= Money room =

Room in New York City Transit Authority headquarters

In New York City Transit Authority (NYCTA) terminology, the money room referred to a highly secure facility located on the second floor of NYCTA headquarters at 370 Jay Street that handled cash collected in the system and recycled tokens formerly used throughout the automated fare collection system.

A fictionalized account of the money room, and a cash-carrying work train, popularly called the "money train", and officially known as the revenue collection train; has featured in the 1995 film "Money Train". The facility at 370 Jay Street in Downtown Brooklyn, was decommissioned in 2006.

This facility had a direct connections via tunnels to small docks on the subway system, one route each for each division: IRT, BMT and IND that ran closest to 370 Jay Street and thereby allowing the money train to stop and drop off collected cash and pick up bags of tokens for distribution to token booths throughout the system.

Only the IND Division unloading dock could be seen from public vantage point in the Jay Street - Borough Hall Station. The other two locations were located between stations out of public view.)

From these loading and unloading dock doors led to corridors in the basement of 370 Jay Street, and in turn led to a direct freight elevator from the basement corridors to the money room the second floor.

The Money Room was also where blank MetroCards were encoded on the High Throughput Encoding Machine.

Prior to the construction of 370 Jay Street; revenue was collected by armored truck and brought to the money room at 250 Hudson Street; which was leased by the Board of Transportation - City of New York from the Federal Government.

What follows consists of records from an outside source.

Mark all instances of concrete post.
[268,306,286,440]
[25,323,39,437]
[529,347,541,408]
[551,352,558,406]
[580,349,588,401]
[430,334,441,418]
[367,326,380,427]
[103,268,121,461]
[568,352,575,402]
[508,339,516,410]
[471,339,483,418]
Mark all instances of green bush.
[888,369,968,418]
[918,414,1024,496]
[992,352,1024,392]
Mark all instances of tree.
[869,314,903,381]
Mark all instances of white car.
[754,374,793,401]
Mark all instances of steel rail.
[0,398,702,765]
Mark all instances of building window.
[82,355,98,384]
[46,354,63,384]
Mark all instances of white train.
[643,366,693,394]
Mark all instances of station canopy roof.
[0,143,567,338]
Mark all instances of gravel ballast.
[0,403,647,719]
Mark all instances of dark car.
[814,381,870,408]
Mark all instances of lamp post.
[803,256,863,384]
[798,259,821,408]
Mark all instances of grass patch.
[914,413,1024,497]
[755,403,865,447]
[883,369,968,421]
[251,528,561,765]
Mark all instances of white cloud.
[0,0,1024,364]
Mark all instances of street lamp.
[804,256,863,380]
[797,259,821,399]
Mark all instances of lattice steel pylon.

The functions of the money room have been moved to a "consolidated revenue facility", located in Maspeth, Queens. This new location serves all of the different constituent transportation agencies, not just the subway system. It processes the cash received at bridge and tunnel facilities also. It is not subway-accessible, so cash and MetroCards are today distributed via specialized armored trucks.

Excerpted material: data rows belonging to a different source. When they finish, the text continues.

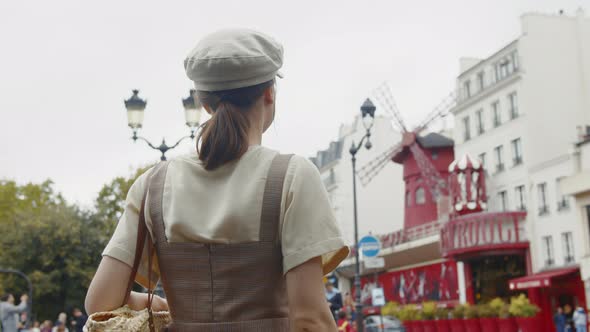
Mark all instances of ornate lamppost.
[349,98,376,332]
[125,90,202,160]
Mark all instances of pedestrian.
[86,29,349,332]
[326,281,343,319]
[53,312,68,330]
[573,307,588,332]
[41,320,53,332]
[338,310,354,332]
[0,294,29,332]
[342,292,356,321]
[51,320,70,332]
[31,321,41,332]
[553,307,566,332]
[70,308,88,332]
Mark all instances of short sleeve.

While popularly believed that the Money Room was a "secret", this is a popular misconception as its purpose and location have been known to the public since its construction (New York Times, March 31, 1951) and when the $300,000 embezzlement took place in July 1979 (New York Times, New York Daily News); as well as known to employees, both those credentialed for work in the money room; as well as other transit employees from other departments.